Ex-ITV exec exits SBS in restructure

Former ITV director of factual and daytime Alison Sharman is returning to the UK after leaving her post at Australian cultural pubcaster SBS, which has undergone major restructuring.

Alison SharmanSharman joined SBS three years as head of commissioned content, but will return to the UK with her family at the end of the month. During her time, she ordered shows such as The Family Law, Struggle Street and Rachel Koo’s Kitchen Notebook.

“We thank Alison for her invaluable contribution to SBS,” said SBS director of TV and online content Marshall Heald. “In her time Alison has led an esteemed slate of great commissioned content across SBS, including the coup of bringing renowned chef Heston Blumenthal to the network.”

Sharman’s role at ITV was split into two when she exited in 2013, with Helen Warner taking on daytime and then BBC Four controller Richard Klein becoming factual chief. He recently left the commercial broadcaster following Kevin Lygo’s appointment as director of television.

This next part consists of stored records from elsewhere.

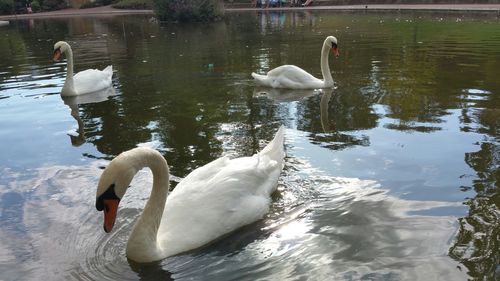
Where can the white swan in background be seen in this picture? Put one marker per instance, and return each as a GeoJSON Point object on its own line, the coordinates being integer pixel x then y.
{"type": "Point", "coordinates": [86, 81]}
{"type": "Point", "coordinates": [294, 77]}
{"type": "Point", "coordinates": [211, 201]}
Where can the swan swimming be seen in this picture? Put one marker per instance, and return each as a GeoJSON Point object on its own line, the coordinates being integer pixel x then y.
{"type": "Point", "coordinates": [86, 81]}
{"type": "Point", "coordinates": [211, 201]}
{"type": "Point", "coordinates": [294, 77]}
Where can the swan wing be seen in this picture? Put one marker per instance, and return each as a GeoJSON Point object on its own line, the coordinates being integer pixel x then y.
{"type": "Point", "coordinates": [290, 77]}
{"type": "Point", "coordinates": [219, 198]}
{"type": "Point", "coordinates": [92, 80]}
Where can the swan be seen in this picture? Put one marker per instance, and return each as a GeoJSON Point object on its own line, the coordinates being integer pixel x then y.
{"type": "Point", "coordinates": [86, 81]}
{"type": "Point", "coordinates": [211, 201]}
{"type": "Point", "coordinates": [294, 77]}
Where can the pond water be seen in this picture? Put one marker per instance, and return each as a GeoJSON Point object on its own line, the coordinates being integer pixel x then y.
{"type": "Point", "coordinates": [391, 175]}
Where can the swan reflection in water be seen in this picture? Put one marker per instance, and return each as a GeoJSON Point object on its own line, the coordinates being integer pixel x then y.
{"type": "Point", "coordinates": [291, 95]}
{"type": "Point", "coordinates": [74, 101]}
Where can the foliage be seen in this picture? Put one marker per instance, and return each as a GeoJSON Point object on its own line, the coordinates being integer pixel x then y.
{"type": "Point", "coordinates": [133, 4]}
{"type": "Point", "coordinates": [35, 6]}
{"type": "Point", "coordinates": [95, 3]}
{"type": "Point", "coordinates": [50, 5]}
{"type": "Point", "coordinates": [6, 6]}
{"type": "Point", "coordinates": [188, 10]}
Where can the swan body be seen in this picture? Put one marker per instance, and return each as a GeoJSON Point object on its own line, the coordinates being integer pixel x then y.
{"type": "Point", "coordinates": [211, 201]}
{"type": "Point", "coordinates": [86, 81]}
{"type": "Point", "coordinates": [294, 77]}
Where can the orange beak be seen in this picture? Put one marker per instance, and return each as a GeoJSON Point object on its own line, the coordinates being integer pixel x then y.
{"type": "Point", "coordinates": [57, 55]}
{"type": "Point", "coordinates": [335, 51]}
{"type": "Point", "coordinates": [110, 211]}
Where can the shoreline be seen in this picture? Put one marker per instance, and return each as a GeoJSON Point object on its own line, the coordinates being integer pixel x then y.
{"type": "Point", "coordinates": [110, 11]}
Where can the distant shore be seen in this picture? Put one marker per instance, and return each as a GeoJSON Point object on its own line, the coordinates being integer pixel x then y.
{"type": "Point", "coordinates": [109, 11]}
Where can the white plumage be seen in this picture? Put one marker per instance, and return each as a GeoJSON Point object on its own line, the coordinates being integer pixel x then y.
{"type": "Point", "coordinates": [211, 201]}
{"type": "Point", "coordinates": [294, 77]}
{"type": "Point", "coordinates": [86, 81]}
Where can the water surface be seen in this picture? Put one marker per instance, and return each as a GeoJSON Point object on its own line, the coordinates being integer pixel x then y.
{"type": "Point", "coordinates": [392, 175]}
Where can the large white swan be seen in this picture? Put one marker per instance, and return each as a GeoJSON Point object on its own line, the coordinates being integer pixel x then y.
{"type": "Point", "coordinates": [294, 77]}
{"type": "Point", "coordinates": [86, 81]}
{"type": "Point", "coordinates": [211, 201]}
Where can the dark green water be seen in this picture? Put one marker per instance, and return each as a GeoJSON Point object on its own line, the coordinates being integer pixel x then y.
{"type": "Point", "coordinates": [392, 175]}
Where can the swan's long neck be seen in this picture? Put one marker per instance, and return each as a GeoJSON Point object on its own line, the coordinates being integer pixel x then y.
{"type": "Point", "coordinates": [69, 72]}
{"type": "Point", "coordinates": [142, 243]}
{"type": "Point", "coordinates": [325, 68]}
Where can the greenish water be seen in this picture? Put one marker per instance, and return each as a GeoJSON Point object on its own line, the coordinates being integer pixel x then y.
{"type": "Point", "coordinates": [392, 175]}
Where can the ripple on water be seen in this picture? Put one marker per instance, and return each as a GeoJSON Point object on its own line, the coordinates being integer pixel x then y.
{"type": "Point", "coordinates": [319, 227]}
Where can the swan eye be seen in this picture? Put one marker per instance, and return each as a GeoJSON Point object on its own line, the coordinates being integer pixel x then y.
{"type": "Point", "coordinates": [108, 194]}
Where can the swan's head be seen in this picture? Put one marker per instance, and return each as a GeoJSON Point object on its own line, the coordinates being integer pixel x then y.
{"type": "Point", "coordinates": [331, 41]}
{"type": "Point", "coordinates": [112, 186]}
{"type": "Point", "coordinates": [59, 48]}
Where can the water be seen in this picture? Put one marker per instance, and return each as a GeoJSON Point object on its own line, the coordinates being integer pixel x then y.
{"type": "Point", "coordinates": [393, 175]}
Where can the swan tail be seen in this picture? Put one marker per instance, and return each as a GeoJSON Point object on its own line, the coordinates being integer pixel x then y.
{"type": "Point", "coordinates": [275, 149]}
{"type": "Point", "coordinates": [109, 70]}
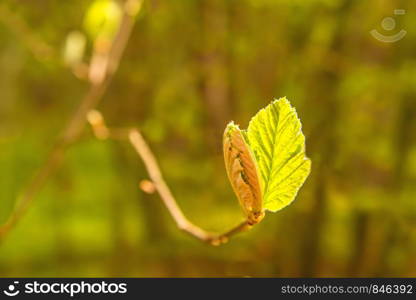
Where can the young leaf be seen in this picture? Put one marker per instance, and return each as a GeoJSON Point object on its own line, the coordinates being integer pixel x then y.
{"type": "Point", "coordinates": [275, 136]}
{"type": "Point", "coordinates": [243, 173]}
{"type": "Point", "coordinates": [266, 163]}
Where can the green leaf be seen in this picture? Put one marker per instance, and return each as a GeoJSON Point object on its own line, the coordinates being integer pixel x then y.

As of May, SBS’s commissioning division will become two teams – scripted and and unscripted, in a restructure aimed at better focusing its investments. Sharman, who is also a former BBC daytime and children’s TV controller, had overseen both teams.

John Godfrey, currently head of documentaries, will lead the unscripted team as head on non-scripted content. Commissioning editor Joseph Maxwell has been promoted to replace him as head of docs.

Sue Masters, SBS’s executive producer of drama who’s overseeing the upcoming drama Deep Water, has been named head of scripted content. Her division will oversee all drama and comedy.

Both the scripted and non-scripted divisions will appoint new commissioning editors.

“The SBS Charter is at the heart of SBS commissioned content and these changes are about ensuring we are well-placed to continue our momentum of audience growth and to leverage new opportunities across key genres in scripted and non-scripted content that delivers distinctive, inspiring and entertaining programs for Australian audiences,” said Heald.

The news comes at an uncertain time for SBS, with debate continuing over whether it will eventually merge with larger pubcaster cousin the ABC.

The latter’s outgoing managing director, Mark Scott, in February said there should be a “grown-up conversation” about a merger, which could save millions of dollars each year.